収用された土地の事実上の代替地と言える。よねさんについては、成田空港工事の象徴的問題となっていたが、土地については25年ぶりに一定の解決に至った。公団の決定の背景には、空港用地問題の根本的な解決を進めるため、空港問題の禍根を解消する意図があるとみられる。
覚書によると、使用権を認めた土地は成田市東峰地区の公団所有地。現在ある暫定平行滑走路の南先端部分に当たり、未買収地が点在している場所で、当初計画では、2500メートル滑走路の中央部分になる。使用の期限は定めず、耕作以外に使わないことが条件になっている。
よねさんは空港計画地内の同市取香に1人で居住。戦後、配分を受け、開墾した土地で耕作していたが、71年に自宅を強制収用された。その後、同市東峰地区の借家に移住し、73年に66歳で死去。土地(広さ約10アール)は英政さんが引き継いだが、計画地内だったため、公団が明け渡し請求訴訟を起こし、77年に取得した。
【本紙の解説】
公団が小泉英政氏に公団用地の使用期限のない耕作権(永代小作権)を認めたことは当然である。強制収用しただけでその対価を補償しなければ、それは強奪そのものである。しかし、それを30年間してこなかったことは、裁判中ということが理由であるが、もうひとつは空港敷地内の耕作権を要求していたからである。公団が平行滑走路の建設用地内の永久使用を認めたことは、本来計画の平行滑走路の完成目標を後退させたとの見方もできる。公団は東峰部落丸ごとの条件交渉に引き込まない限り、平行滑走路は完成しないことをようやく認識したのである。

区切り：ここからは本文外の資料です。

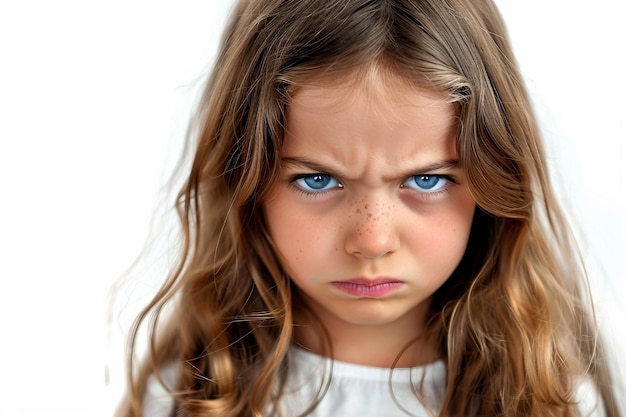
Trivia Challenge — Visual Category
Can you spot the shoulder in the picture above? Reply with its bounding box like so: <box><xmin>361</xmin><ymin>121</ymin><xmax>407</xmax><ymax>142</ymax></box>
<box><xmin>142</xmin><ymin>363</ymin><xmax>179</xmax><ymax>417</ymax></box>
<box><xmin>575</xmin><ymin>376</ymin><xmax>606</xmax><ymax>417</ymax></box>
<box><xmin>139</xmin><ymin>354</ymin><xmax>607</xmax><ymax>417</ymax></box>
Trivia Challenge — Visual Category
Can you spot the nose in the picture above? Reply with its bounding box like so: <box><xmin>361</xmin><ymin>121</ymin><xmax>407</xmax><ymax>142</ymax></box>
<box><xmin>344</xmin><ymin>198</ymin><xmax>400</xmax><ymax>259</ymax></box>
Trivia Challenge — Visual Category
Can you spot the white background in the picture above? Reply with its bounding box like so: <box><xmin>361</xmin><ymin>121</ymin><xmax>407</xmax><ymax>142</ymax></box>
<box><xmin>0</xmin><ymin>1</ymin><xmax>623</xmax><ymax>416</ymax></box>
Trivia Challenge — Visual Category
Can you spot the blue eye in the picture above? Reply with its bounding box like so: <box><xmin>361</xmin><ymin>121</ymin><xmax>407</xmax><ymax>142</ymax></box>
<box><xmin>402</xmin><ymin>175</ymin><xmax>448</xmax><ymax>192</ymax></box>
<box><xmin>294</xmin><ymin>174</ymin><xmax>340</xmax><ymax>192</ymax></box>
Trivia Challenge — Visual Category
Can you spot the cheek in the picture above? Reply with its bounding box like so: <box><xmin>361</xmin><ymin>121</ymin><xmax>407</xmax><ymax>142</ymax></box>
<box><xmin>446</xmin><ymin>203</ymin><xmax>475</xmax><ymax>245</ymax></box>
<box><xmin>444</xmin><ymin>202</ymin><xmax>475</xmax><ymax>254</ymax></box>
<box><xmin>263</xmin><ymin>193</ymin><xmax>336</xmax><ymax>270</ymax></box>
<box><xmin>416</xmin><ymin>200</ymin><xmax>475</xmax><ymax>274</ymax></box>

公団はいままで、暫定滑走路の供用を開始し航空機を飛ばし、騒音で航空計画用地内に家屋がある市東さんと島村さんの2軒をたたき出せば、三里塚闘争も解体し、後は何とかなるという考えであった。しかし、東峰には開拓道路があり、墓地もあり、東峰神社があり、それはすべて東峰地区の総有や組合有になっており、1軒でも反対していれば空港は完成できないことが突きつけられていた。結局、一人一人を個別に切り崩しても空港はできない現実を突きつけられたのである。
暫定滑走路の開港直前に始まった東峰神社裁判はそのことを示した。無期限耕作権の認知は、死してなお戦い続ける大木よねと東峰地区の団結が闘いとった偉大な勝利である。

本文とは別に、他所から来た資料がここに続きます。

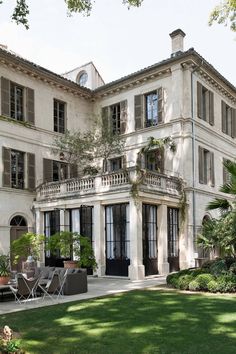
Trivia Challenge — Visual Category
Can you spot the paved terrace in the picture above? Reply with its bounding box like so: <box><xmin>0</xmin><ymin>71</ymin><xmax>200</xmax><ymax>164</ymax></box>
<box><xmin>0</xmin><ymin>275</ymin><xmax>166</xmax><ymax>314</ymax></box>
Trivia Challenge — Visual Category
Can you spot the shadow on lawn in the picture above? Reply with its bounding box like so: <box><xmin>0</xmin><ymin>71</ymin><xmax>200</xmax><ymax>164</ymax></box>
<box><xmin>1</xmin><ymin>290</ymin><xmax>236</xmax><ymax>354</ymax></box>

●(12月27日) 公団民営化で国土交通省 法案の概要固める(12/28読売)
国土交通省は27日、新東京(成田)国際空港公団を民営化するため、2004年度に公団が解散し、国の全額出資の特殊会社を設立する法案概要を固めた。新法の名称は「成田国際空港株式会社法」とし、地元の要望を受け入れて空港の正式名を新東京国際空港から「成田国際空港」とした。

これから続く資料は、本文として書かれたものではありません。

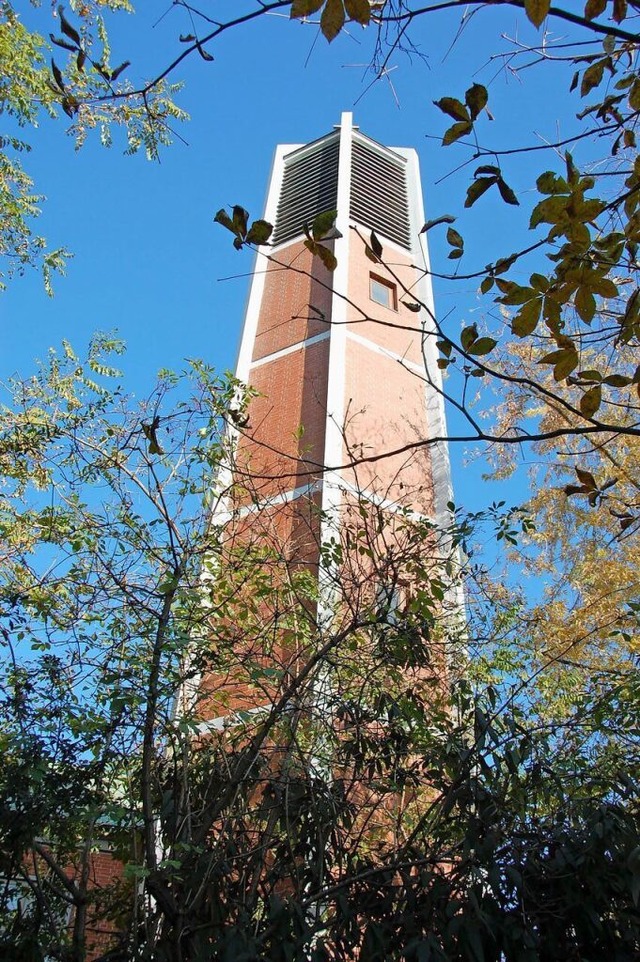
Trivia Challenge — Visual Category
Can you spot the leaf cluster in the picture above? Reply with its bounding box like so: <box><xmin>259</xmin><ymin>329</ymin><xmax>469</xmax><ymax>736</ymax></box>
<box><xmin>214</xmin><ymin>204</ymin><xmax>273</xmax><ymax>250</ymax></box>
<box><xmin>290</xmin><ymin>0</ymin><xmax>371</xmax><ymax>43</ymax></box>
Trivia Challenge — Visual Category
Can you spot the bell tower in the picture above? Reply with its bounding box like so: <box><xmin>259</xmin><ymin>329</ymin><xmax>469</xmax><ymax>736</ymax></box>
<box><xmin>199</xmin><ymin>114</ymin><xmax>455</xmax><ymax>725</ymax></box>
<box><xmin>230</xmin><ymin>112</ymin><xmax>452</xmax><ymax>567</ymax></box>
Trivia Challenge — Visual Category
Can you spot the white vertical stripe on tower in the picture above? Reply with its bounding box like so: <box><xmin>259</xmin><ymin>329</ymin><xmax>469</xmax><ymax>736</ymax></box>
<box><xmin>235</xmin><ymin>144</ymin><xmax>299</xmax><ymax>384</ymax></box>
<box><xmin>398</xmin><ymin>147</ymin><xmax>455</xmax><ymax>534</ymax></box>
<box><xmin>317</xmin><ymin>111</ymin><xmax>353</xmax><ymax>629</ymax></box>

法案は(1)事業内容に空港の設置・管理のほか、空港周辺の騒音防止などの環境対策や地域との共生策を明記する。(2)業務の自由度を高め、免税店などの商業施設も営業できるようにする。(3)国が監督命令をおこなうことができる――が柱だ。次期通常国会に提出し、07~08年ごろの上場を目指す。
法案では約3000億円に上る公団への国からの出資金の取り扱いは明示していない。国交省は約1000億円を資本金、約500億円を資本準備金として成田会社に残す。残りの約1500億円については、空港用地のうち約1500億円分を国有化し、成田会社が国に年60億円の賃借料を25年間支払う方法で調整。経費として扱えるようにして会社の負担を軽減する方針だ。
このほか法案では、国が監督権限をもつことで、環境対策などの確実な実施に不安を抱える地元に配慮した。
これまで成田公団は、空港施設以外の事務所や店舗の建設管理が認可制となっているなど、新規事業への参入に厳しい制限があった。滑走路の発着枠は既に90%が使用され、着陸料など航空収入の伸びは期待できないことから、成田会社は免税店やホテルなどの事業に進出し、現在30%の非航空収入を欧米空港並みの50%以上に高める考えだ。
【本紙の解説】
成田空港の民営化の基本方針がでたようだ。07年から08年に上場を目指し、完全に民営化される。ここで完全に成田空港は営利第一主義の民間会社になる。そもそも、国際空港は民営化になじまない。問題は山ほどある。安全性、整備問題、環境問題と営利とはほど遠い問題を空港は抱えている。
環境問題は地元住民、自治体にとっても関心事である。国交省はこれを発表し、すぐに千葉県で4者協をもって説明している。しかし、環境対策を社会事業とすることと、住民の生活に配慮するということの確認、それに対して国が監督命令を行うことができるとしただけである。監督命令を文言化したが、具体的な環境、住民対策の基準はまったく設けなかった。
これでは、何を基準に監督命令を出すのか不明である。しかし、千葉県をはじめ地元自治体は民営化に賛成し、推進してきたいきさつから反対できず、環境対策の事実上のゼロ化に困惑しつつ、文句も言えない状況になっている。
上場が07年をメドにしているので、暫定滑走路の整備問題もそれまでに完成させなければ歴史的に葬られることになりそうだ。